Honestly we haven't been doing true "requirements" for 2 years. The documentation created is scarce and poor at best.

We created 'requirements' in the form of a PowerPoint presentation and various diagrams in order to get client approval (and for them to understand what we were proposing). We have a project charter, the official project plan, and the plan I created that followed the company template. Also there are the requirements interviews and their summary documents.

The previous project manager was leading the team in creating almost enough documentation with the idea of jumping into coding (as may developers do). But not enough for the development team to actually know what to do. We were putting tons of business logic into use cases only because it wasn't anywhere else. And of course the client wasn't going to see these for approval of any sort.

With the new project manager we have just started over creating documentation that should have existed in the first place, starting with business objectives to be approved.

Team lead maybe is a strong term. My role has bounced around from business analyst to programming analyst to programming team lead.

This SHOULD be more than a 2 man effort, but the dollars won't allow it.

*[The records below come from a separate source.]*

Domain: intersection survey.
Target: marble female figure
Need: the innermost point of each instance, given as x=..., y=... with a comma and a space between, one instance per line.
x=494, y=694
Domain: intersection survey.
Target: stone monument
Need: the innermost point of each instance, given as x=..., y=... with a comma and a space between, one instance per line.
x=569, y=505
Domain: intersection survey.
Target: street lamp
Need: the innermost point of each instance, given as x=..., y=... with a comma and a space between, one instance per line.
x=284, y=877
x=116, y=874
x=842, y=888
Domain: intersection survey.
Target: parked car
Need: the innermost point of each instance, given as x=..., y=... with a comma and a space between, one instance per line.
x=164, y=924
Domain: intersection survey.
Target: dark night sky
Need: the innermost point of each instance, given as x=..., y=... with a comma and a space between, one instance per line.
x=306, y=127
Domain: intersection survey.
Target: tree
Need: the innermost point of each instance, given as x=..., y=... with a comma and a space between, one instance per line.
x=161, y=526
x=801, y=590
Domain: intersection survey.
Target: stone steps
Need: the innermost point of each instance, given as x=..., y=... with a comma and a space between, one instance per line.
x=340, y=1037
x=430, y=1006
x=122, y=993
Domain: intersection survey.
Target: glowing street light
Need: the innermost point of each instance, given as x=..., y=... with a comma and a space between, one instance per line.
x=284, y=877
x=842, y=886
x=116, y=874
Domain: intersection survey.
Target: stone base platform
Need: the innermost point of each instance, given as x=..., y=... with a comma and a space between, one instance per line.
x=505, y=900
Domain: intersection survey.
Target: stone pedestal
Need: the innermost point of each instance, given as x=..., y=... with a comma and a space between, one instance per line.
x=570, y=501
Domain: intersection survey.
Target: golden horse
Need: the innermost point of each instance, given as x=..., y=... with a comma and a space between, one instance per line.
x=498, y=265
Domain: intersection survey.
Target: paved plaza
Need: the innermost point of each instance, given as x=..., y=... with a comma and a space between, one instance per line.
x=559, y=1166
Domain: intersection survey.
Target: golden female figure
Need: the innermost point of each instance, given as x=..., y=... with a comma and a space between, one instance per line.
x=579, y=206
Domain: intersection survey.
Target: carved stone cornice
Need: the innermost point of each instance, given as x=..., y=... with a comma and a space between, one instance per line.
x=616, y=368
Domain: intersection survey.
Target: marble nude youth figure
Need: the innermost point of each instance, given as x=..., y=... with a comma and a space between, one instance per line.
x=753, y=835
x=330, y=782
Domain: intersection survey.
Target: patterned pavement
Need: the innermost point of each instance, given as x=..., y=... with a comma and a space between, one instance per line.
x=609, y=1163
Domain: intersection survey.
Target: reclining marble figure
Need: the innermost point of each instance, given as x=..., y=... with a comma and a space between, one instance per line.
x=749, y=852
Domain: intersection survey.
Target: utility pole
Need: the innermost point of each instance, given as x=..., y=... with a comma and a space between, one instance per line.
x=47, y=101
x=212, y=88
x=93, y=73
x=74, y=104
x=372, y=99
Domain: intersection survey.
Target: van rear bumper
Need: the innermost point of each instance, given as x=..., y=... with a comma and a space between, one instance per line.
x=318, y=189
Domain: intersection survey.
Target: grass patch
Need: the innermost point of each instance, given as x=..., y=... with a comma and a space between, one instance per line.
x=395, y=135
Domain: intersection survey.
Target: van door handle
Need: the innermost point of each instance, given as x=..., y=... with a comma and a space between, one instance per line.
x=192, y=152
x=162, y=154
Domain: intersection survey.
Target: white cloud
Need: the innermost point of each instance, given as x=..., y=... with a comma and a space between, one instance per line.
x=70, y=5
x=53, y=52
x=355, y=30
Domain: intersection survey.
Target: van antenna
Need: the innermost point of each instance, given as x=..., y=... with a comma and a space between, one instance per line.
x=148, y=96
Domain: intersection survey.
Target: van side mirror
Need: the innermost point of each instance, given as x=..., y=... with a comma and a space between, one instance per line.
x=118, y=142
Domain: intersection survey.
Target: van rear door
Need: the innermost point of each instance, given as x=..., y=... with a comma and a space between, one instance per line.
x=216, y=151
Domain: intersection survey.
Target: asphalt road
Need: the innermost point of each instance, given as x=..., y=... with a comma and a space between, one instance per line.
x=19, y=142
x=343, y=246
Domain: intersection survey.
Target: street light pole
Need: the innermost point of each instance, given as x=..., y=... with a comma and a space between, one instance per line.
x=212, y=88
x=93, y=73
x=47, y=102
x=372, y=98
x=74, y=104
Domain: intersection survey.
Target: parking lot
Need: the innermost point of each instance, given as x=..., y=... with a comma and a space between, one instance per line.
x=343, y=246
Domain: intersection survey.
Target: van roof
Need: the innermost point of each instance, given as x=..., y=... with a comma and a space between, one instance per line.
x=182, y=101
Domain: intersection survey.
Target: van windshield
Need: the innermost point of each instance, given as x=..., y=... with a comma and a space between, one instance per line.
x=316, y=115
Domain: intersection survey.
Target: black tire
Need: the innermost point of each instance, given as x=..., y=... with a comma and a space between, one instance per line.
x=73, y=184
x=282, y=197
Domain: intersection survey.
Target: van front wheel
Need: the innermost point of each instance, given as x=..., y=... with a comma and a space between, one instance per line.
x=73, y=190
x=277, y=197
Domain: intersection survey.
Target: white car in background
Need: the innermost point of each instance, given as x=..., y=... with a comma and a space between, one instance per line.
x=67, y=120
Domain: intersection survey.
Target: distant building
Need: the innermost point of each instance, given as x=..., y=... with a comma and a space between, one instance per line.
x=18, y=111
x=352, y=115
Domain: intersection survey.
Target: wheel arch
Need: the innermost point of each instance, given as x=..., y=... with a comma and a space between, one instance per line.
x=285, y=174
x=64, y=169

This is a government project, so alloted money for this is scarce and is tucked away under the operations budget. This has gone from a rewrite to a refurbish due to the sunken costs.

Initially, I alone was the project meat, along with a project manager. Personally I am trying my best to get into project management, so I'm not dying to do all the coding in the first place. Hence some of the complexity of all this. Regardless, I am getting burned out, both in coding and this project in general.